Bob then selectes a scrambler matrix (S):

              1  1  0  1
S = 1 0 0 1
0 1 1 1
1 1 0 0

And also a permutation matrix:

              0  1  0  0  0  0  0 
0 0 0 1 0 0 0
0 0 0 0 0 0 1
P = 1 0 0 0 0 0 0
0 0 1 0 0 0 0
0 0 0 0 0 1 0
0 0 0 0 1 0 0

Bob public key then becomes the dot product of these matrices

                  1  1  1  1  0  0  0
G' = SGP = 1 1 0 0 1 0 0
1 0 0 1 1 0 1
0 1 0 1 1 1 0

Bob will use G’ as a public key, but S, G and P are secret. Next, for Alice to send a ciphered message to Bob, she converts the message into binary vectors of length k.

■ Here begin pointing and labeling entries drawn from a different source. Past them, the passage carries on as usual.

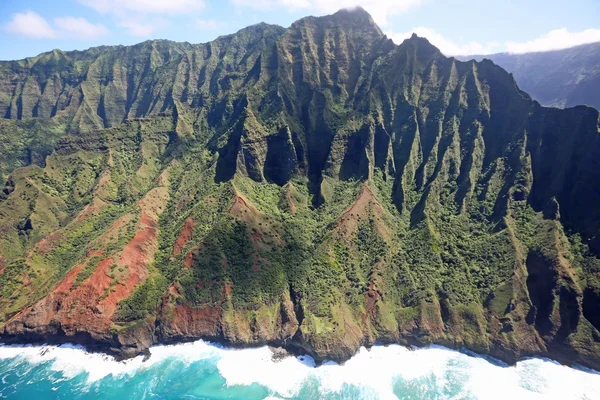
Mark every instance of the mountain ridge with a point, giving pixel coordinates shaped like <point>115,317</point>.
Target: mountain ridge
<point>316,187</point>
<point>558,78</point>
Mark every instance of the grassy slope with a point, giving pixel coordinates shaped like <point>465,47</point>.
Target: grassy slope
<point>408,198</point>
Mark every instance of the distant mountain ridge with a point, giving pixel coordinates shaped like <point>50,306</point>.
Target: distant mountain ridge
<point>316,187</point>
<point>558,78</point>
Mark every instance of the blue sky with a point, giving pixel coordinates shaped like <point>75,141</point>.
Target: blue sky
<point>29,27</point>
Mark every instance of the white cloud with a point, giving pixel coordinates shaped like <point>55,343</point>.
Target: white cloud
<point>446,46</point>
<point>79,28</point>
<point>133,15</point>
<point>138,28</point>
<point>379,9</point>
<point>144,6</point>
<point>555,40</point>
<point>208,24</point>
<point>30,24</point>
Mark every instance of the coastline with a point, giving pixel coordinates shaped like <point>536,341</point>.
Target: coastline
<point>292,348</point>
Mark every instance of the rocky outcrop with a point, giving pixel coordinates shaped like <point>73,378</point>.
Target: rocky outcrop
<point>317,188</point>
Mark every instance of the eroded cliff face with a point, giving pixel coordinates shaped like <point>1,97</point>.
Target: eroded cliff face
<point>316,187</point>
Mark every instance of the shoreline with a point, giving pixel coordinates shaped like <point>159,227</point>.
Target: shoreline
<point>280,351</point>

For a message of m Alice will create randomly a binary n-vector of weight t, and randomly places t 1’s in a zero vector of length n).

This is then sent to Bob:

y = mG’ + e

Bob then decrypts with:

yP−1=(mG′+e)P−1=mSG+eP−1=mSG+e

A sample run is:

Message: [ 1.  1.  0.  1.]
G:
[[1 0 0 0 1 1 0]
[0 1 0 0 1 0 1]
[0 0 1 0 0 1 1]
[0 0 0 1 1 1 1]]
S:
[[1 1 0 1]
[1 0 0 1]
[0 1 1 1]
[1 1 0 0]]
P:
[[0 1 0 0 0 0 0]
[0 0 0 1 0 0 0]
[0 0 0 0 0 0 1]
[1 0 0 0 0 0 0]
[0 0 1 0 0 0 0]
[0 0 0 0 0 1 0]
[0 0 0 0 1 0 0]]
Result:
[[1 1 1 1 0 0 0]
[1 1 0 0 1 0 0]
[1 0 0 1 1 0 1]
[0 1 0 1 1 1 0]]
Cipher: [ 0.  1.  1.  0.  1.  1.  0.]
P^{-1}:
[[ 0. 0. 0. 1. 0. 0. 0.]
[ 1. 0. 0. 0. 0. 0. 0.]
[ 0. 0. 0. 0. 1. 0. 0.]
[ 0. 1. 0. 0. 0. 0. 0.]
[ 0. 0. 0. 0. 0. 0. 1.]
[ 0. 0. 0. 0. 0. 1. 0.]
[ 0. 0. 1. 0. 0. 0. 0.]]
y': [ 1.  0.  0.  0.  1.  1.  1.]
S^{-1}:
[[ 1. 1. 0. 1.]
[ 1. 1. 0. 0.]
[-0. 1. 1. 1.]
[ 1. 0. 0. 1.]]
Decipher: [ 1.  1.  0.  1.]

Conclusions

We need to consider new ways of defining hard problems in an era of quantum computers. Using algebraic codes to create quantum robust crypto is now a serious contender to replace some of your public key methods.

So it could be goodbye John Napier — and discrete logarithms — and hello to Robert McEliece.